The idea of listening to patients’ end-of-life choices and talking about the capabilities and limits of medicine to heal them is so controversial that the proposal to pay physicians to do so lit a political firestorm over accusations of “death panels” that nearly derailed the Affordable Care Act before the proposal was hastily withdrawn.
I have come to believe that this “controversy” is largely a phenomenon of the hyper-partisan atmosphere in Washington and national media circles. Outside the Beltway, among medical professionals, politicians of all stripes, and—most importantly—patients themselves, there is quite a consensus about supporting discussions of end-of-life preferences. Far from wanting to avoid the topic, people are eager to talk frankly about these issues. Several recent examples illustrate this fact.
Enormous Public Interest
In February of this year, Lisa Krieger, a reporter for the San Jose Mercury News, wrote a compelling story about her family’s struggles with the difficult, agonizing decisions surrounding her father’s death. Of note is the fact that she talked openly about that most taboo of all subjects, money—itemizing charge after charge and asking the poignant question: “So how could the hospital bill for the final days of this frugal man—with carefully prepared end-of-life instructions—add up to $323,000 in just 10 days?” The public response was so overwhelming that the newspaper, northern California’s largest, established a permanent site to collect readers’ stories, offer advice and information, and direct families to appropriate resources.
In that same month, award-winning Los Angeles Times columnist Steve Lopez wrote about his father’s death. This, too, drew a staggering public response. As the paper put it, Lopez “touched a nerve when he wrote about his ailing father.” Again, the response from readers led to a permanent site, Matters of Life and Death, devoted to discussion of the issues.
And what about medical professionals? Ken Murray, MD, described the way many physicians deal with their own end-of-life decisions. “What’s unusual about them is not how much treatment they get compared to most Americans, but how little,” he wrote in a 2011 essay, sponsored by the California HealthCare Foundation (CHCF), on the Zocalo Public Square website. “For all the time they spend fending off the deaths of others, they tend to be fairly serene when faced with death themselves. They know exactly what is going to happen, they know the choices, and they generally have access to any sort of medical care they could want. But they go gently.” Dr Murray’s essay became an Internet sensation, widely tweeted and linked.
When we at the CHCF began supporting the idea of physicians and patients documenting end-of-life wishes, we were acutely attuned to how controversial this effort could become. But our experience has been that there is broad support for commonsense changes in how we address this wrenching issue. And in private conversations with a number of Republican legislators who are staunchly opposed to the Affordable Care Act, I have been struck by how they are nevertheless passionate about improving end-of-life care because of their own personal and family experiences.
A survey conducted earlier this year by the CHCF showed that patients and families actually do want to talk about the type of treatment they prefer. The investigation, our second, found that nearly 8 in 10 Californians said that if they were seriously ill, they would want to speak with their physician about end-of-life care.

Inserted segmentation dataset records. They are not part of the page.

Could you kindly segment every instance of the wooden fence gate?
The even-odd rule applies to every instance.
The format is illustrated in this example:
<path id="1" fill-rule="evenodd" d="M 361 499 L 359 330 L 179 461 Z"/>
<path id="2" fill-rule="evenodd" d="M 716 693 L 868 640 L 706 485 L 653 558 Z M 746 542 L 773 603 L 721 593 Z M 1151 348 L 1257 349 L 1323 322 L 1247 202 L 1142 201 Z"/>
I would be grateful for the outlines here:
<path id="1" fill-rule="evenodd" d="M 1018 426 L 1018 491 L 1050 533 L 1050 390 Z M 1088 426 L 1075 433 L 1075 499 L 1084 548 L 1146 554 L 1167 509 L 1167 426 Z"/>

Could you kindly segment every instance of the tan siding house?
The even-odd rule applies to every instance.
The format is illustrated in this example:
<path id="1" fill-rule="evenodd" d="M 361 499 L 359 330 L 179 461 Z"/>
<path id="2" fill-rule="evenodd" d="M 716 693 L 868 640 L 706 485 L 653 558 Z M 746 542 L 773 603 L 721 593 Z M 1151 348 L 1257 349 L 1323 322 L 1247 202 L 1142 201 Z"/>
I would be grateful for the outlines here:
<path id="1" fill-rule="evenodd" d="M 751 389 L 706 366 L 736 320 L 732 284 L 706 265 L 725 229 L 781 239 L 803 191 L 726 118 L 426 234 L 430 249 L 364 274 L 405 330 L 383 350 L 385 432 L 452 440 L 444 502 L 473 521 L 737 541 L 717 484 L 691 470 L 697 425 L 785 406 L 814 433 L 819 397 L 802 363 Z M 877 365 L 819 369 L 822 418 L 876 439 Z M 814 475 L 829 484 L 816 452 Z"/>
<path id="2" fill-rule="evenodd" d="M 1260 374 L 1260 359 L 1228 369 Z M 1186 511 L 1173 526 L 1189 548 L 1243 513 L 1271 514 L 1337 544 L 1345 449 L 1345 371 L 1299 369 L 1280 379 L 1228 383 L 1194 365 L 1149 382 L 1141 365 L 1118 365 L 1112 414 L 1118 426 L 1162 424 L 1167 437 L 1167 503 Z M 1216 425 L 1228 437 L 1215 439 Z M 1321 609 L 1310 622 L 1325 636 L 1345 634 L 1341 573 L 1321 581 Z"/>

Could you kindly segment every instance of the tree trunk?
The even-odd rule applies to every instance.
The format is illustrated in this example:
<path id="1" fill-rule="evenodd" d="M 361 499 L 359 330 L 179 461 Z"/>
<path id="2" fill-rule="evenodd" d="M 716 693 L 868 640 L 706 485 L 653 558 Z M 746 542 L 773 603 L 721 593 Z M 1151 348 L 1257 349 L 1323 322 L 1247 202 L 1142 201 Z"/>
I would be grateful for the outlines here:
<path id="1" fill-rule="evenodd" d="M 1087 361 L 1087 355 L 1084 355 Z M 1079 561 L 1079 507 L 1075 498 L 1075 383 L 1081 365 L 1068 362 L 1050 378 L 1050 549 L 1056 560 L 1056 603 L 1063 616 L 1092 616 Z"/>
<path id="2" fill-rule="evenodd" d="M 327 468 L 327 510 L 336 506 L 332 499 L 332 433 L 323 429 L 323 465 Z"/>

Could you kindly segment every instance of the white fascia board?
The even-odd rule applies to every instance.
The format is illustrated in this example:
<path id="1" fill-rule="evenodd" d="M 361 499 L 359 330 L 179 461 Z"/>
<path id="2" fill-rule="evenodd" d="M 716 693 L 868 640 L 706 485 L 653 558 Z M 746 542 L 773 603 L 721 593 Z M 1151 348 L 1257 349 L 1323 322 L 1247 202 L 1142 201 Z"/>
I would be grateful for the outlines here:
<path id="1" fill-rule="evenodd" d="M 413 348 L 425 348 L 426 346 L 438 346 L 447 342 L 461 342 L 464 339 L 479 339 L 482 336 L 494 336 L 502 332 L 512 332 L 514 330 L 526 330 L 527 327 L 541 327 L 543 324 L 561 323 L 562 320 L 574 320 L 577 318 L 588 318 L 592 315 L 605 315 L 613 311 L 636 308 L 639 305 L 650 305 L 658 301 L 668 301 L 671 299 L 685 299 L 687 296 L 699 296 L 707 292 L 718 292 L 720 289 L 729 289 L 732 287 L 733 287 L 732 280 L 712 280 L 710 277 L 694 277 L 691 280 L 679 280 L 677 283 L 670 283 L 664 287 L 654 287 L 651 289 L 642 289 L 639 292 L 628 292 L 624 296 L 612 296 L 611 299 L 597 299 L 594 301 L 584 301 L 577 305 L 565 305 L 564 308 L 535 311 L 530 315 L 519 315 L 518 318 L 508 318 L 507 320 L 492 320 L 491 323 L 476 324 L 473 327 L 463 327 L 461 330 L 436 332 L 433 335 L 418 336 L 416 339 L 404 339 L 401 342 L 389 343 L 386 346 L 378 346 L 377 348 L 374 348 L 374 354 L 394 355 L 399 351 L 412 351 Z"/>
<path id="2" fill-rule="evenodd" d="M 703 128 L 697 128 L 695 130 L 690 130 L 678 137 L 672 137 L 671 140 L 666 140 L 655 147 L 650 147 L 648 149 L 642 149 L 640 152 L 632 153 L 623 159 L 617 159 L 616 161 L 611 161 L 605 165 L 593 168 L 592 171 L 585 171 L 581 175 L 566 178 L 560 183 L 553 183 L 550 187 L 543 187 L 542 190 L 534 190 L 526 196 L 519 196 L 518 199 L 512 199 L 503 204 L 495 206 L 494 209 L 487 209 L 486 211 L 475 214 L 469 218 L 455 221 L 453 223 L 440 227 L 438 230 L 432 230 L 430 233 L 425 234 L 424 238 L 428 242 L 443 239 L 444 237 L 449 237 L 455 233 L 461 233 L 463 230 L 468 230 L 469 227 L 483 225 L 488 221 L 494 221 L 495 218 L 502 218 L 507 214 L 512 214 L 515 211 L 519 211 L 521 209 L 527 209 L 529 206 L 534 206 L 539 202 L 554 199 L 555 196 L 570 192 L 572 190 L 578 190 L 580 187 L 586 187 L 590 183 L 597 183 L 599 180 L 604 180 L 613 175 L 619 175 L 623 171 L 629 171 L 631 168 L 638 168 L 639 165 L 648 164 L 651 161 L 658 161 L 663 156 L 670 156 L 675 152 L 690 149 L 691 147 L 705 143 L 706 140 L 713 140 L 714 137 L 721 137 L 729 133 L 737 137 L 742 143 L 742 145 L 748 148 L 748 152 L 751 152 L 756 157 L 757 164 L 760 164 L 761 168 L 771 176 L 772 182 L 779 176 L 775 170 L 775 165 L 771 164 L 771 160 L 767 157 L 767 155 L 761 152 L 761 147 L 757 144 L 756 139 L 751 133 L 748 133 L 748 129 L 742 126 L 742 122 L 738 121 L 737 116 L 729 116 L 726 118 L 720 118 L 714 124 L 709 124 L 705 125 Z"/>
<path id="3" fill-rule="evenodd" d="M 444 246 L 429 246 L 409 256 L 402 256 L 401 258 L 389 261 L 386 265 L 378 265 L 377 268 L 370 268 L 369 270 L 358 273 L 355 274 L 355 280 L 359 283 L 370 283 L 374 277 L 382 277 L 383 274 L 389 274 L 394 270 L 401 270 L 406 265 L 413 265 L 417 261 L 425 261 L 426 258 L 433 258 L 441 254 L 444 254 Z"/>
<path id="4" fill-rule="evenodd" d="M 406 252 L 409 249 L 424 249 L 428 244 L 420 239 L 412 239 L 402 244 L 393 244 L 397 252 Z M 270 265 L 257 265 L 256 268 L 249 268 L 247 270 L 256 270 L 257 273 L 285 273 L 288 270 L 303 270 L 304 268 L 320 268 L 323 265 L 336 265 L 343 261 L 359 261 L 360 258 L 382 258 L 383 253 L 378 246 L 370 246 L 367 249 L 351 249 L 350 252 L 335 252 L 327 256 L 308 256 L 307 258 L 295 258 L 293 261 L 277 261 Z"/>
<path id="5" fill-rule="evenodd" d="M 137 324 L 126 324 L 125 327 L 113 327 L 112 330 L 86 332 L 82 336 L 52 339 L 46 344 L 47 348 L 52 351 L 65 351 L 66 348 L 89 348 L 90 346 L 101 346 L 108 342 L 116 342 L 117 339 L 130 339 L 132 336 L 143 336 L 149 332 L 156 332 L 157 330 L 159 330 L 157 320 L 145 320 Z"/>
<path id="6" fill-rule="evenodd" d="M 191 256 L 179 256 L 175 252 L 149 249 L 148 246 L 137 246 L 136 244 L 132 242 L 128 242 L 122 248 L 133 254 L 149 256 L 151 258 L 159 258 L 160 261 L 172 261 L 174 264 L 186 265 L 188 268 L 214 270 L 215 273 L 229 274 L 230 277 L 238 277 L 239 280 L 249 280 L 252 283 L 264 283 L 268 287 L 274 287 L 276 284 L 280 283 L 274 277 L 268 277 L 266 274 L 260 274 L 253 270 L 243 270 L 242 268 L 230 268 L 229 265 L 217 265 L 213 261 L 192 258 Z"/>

In addition, two-thirds of Californians said they want a “natural death” if severely ill, compared with only 7% who want all possible measures to prolong life. Seven out of 10 said they don’t want to die in the hospital—preferring to die at home surrounded by their families and loved ones—yet fewer than a third of dying people in our state pass away at home.
And here’s the final kicker: in this survey we asked the public, “One idea is to have insurance plans cover a physician’s time to talk with patients about treatment options towards the end-of-life. Do you think this is a good idea or a bad idea?” Eighty-one percent of all Californians (and 72% of Republicans) thought it was a “very” or “somewhat” good idea. This “good idea” is, of course, the original provision of the Affordable Care Act that prompted the hoopla about “death panels.”
What the Evidence Says
There is very good evidence that if patients and physicians talked about end-of-life issues, medical intervention would be significantly less aggressive; patients’ wishes would be better fulfilled; and, because Medicare pays for most of this treatment, the nation’s coffers would not be drained by futile and unwanted care.
When you ask physicians why they order aggressive but futile interventions, a common answer is “The patients and family made me do it.” The evidence does not support that view. There are certainly times when patients or families have unrealistic expectations about the ability of modern medicine to do the impossible. But overall, if we would ask well-informed patients what they want and then follow those wishes, we would engage in a more conservative brand of treatment than we actually deliver, treatment more like what the best informed patients—physicians—choose for themselves. This is not rationing. This is the ultimate respect for the final wishes of patients whom medicine can help but cannot cure.
About the author: Mark D. Smith, MD, MBA, has been president and chief executive officer of the California HealthCare Foundation since its formation in 1996. CHCF is an independent philanthropy with assets of more than $700 million, headquartered in Oakland, California, and dedicated to improving the health of the people of California.